In entrambi i casi gli attori (cioè coloro che promuovono la causa) hanno fatto ricorso ad un noto argomento: il fatto che milioni di milioni di navigatori possano vedere una pagina web o essere raggiunti da un messaggio postato in rete, implicherebbe una possibilità di aggressione dei diritti del singoli di proporzioni esageratamente vaste. A fronte di una capacità offensiva così enorme i criteri sulla base dei quali valutare la responsabilità di chi opera in rete dovrebbero essere estremamente rigidi, pari – è stato affermato – almeno a quelli previsti per l’esercizio di attività pericolose (art.2050 codice civile) come la gestione delle centrali nucleari. Tradotto in italiano, ciò significa che – secondo questo schema concettuale – per evitare di essere considerati responsabili bisogna dimostrare di avere fatto tutto il possibile per evitare il danno.
La parola alla difesa
I (più o meno disinteressati) sostenitori ad oltranza della libertà di espressione a tutti i costi si appellano ad una serie di argomentazioni che vanno dall’invocare la tutela costituzionale della libertà di manifestazione del pensiero, alla constatazione che il famigerato Communication Decency Act è stato dichiarato incostituzionale e che quindi la Rete non sarebbe censurabile per giungere, infine, all’affermazione che un provider non è responsabile tout court di ciò che passa sul proprio sito.

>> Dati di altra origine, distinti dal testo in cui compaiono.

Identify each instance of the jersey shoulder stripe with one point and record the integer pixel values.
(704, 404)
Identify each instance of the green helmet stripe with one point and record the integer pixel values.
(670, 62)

Considerazioni preliminari
Queste vicende pongono tre domande, e precisamente:
1 – In Rete si applica la legge “ordinaria”?
2 – Di chi è la responsabilità per ciò che accade?
3 – Fino a che punto un provider può essere coivolto?
La risposta alla prima domanda è un nettissimo SI. Il ciberspazio non esiste e non è necessario ipotizzare un sistema normativo dedicato.
E’ facile quindi rispondere alla seconda domanda: la responsabilità è personale cioè di chi commette il fatto (per quanto riguarda i reati), mentre può coinvolgere altri soggetti (come il provider) nel caso di responsabilità civili (cioè se vengono causati dei danni).
Veniamo alla terza risposta: il provider è responsabile (per quanto riguarda i reati) nella misura in cui ha volontariamente e coscientemente compiuto un atto illecito (il che lo esime da colpe per quanto riguarda newsgroup e via discorrendo), mentre sotto il profilo civile le questioni sono un po’ più articolate. Il tutto si gioca sul concetto di esigibilità: si può ragionevolmente chiedere al Geocities di turno che ospita migliaia e migliaia di pagine, un controllo minuzioso e sistematico? Ragionevolmente questo non è possibile quindi, se qualcuno fa qualcosa di sbagliato non sarà possibile ipotizzare automaticamente una corresponsabilità del provider. La situazione sarebbe diversa se al provider venisse comunicata ufficialmente l’esistenza del materiale “critico” a questo punto egli si trova di fronte ad una scelta: controllare il contenuto, giudicarne la natura e scegliere se continuare ad ospitarlo (assumendosi quindi la corresponsabilità per l’azione) oppure se adottare altri provvedimenti. In altri termini, la responsabilità giuridica sorge non perché si è provider, ma perché si sceglie di tenere un certo comportamento (a prescindere dal mezzo utilizzato).
Conclusioni
In poche parole: se diffondo notizie tratte da fonti verificate, se do la possibilità di replica, se affermo cose veritiere, non c’è diffamazione che tenga, ma se volontariamente scelgo di diffondere un documento me ne assumo ogni responsabilità.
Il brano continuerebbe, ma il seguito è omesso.